Dan Henderson, victim No. 3, had lost a few years earlier by submission, but he was the prototype iron-jawed warrior who could be beaten, but couldn’t be knocked out. Yet he was, in just 1:17, in a performance so impressive nobody could argue Belfort didn’t deserve the next middleweight title shot.

As far as we can prove, Belfort did nothing against the rules. If one believes that testosterone replacement therapy should be against the rules, that’s a different argument. But it’s not fair to not consider a fighter with the results he had over the last calendar year because you don’t like the rules.

As luck would have it, No. 1 and No. 2 from 2013 are headed on a collision course in 2014 over the middleweight belt.

As big a seismic shift in the UFC foundation as Weidman’s win over Silva was, nothing was bigger than the introduction of women into the UFC on Feb. 23 in Anaheim with the Rousey vs. Liz Carmouche fight. It went from UFC President Dana White not wanting women in the UFC, to women having some of the most exciting fights of the year. The success of the first division led to the planned introduction of a second women’s weight division, strawweights, in 2014.

The women fights often stole the show in 2013. There was far more interest in women than men on The Ultimate Fighter season, which Rousey coached.

The reality is had the promotion for Rousey vs. Carmouche flopped, as many suggested it would and that people wouldn’t buy a pay-per-view headlined by women, women would not have been long for UFC.

Instead, the opposite happened. With the exception of Brock Lesnar, no UFC fighter ever debuted drawing the kind of pay-per-view business the women did. While The Ultimate Fighter ratings for people watching live took a hit with the move to FS 1, the DVR viewership of the show set records.

And as crazy as this would be to even suggest one year ago, today you can make a strong argument, with Silva and St-Pierre out of the picture, that Rousey is UFC’s biggest star, even if she’s clearly not the most popular.

Rousey’s second fight of the year, with Tate, was one of the biggest of the year.
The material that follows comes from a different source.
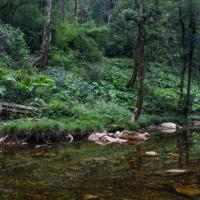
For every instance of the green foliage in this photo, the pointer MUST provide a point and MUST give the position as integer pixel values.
(72, 37)
(13, 50)
(48, 130)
Rousey fought twice, both in title matches, winning both fights by armbar. But while her wins don’t carry the weight that Weidman’s did, when it comes to overall impact on the sport, she was the most influential fighter this year.

Johnson was the only UFC champion in 2013 who made three successful title defenses, all headlining network prime time events on FOX.

The flyweight champion first won a hard-fought five round decision over John Dodson on Jan. 26 in Chicago. Next was a fifth-round submission win in a fight he dominated against John Moraga on July 27 in Seattle. And he finished the year with his most impressive win of his career, a knockout in 2:08 over the consensus No. 2 man in the division, Joseph Benavidez, on Dec. 14 in Sacramento, Calif.

While there are always new contenders, Johnson has accomplished something no other current champion in the promotion has to date, as he holds wins over all of the top four contenders.

The UFC lightweight champion spent much of the year battling knee problems, but when he did step into the cage this year, he was flawless.

Pettis first knocked out Donald Cerrone in just 2:35, which is even more impressive than it sounds. Cerrone, in 29 kickboxing matches and 24 MMA fights prior to their Jan. 26 fight in Chicago, had never been knocked out nor stopped via strikes.

Then he followed up by winning the championship from Benson Henderson via submission in 4:31 in his home city of Milwaukee on Aug. 31. Up until that point in time, Henderson appeared to be impossible to submit, and was riding a strong winning steak.

The quality of those opponents, finishing both in the first round, winning a title and the nature of both finishes cracks a tough top five for this year.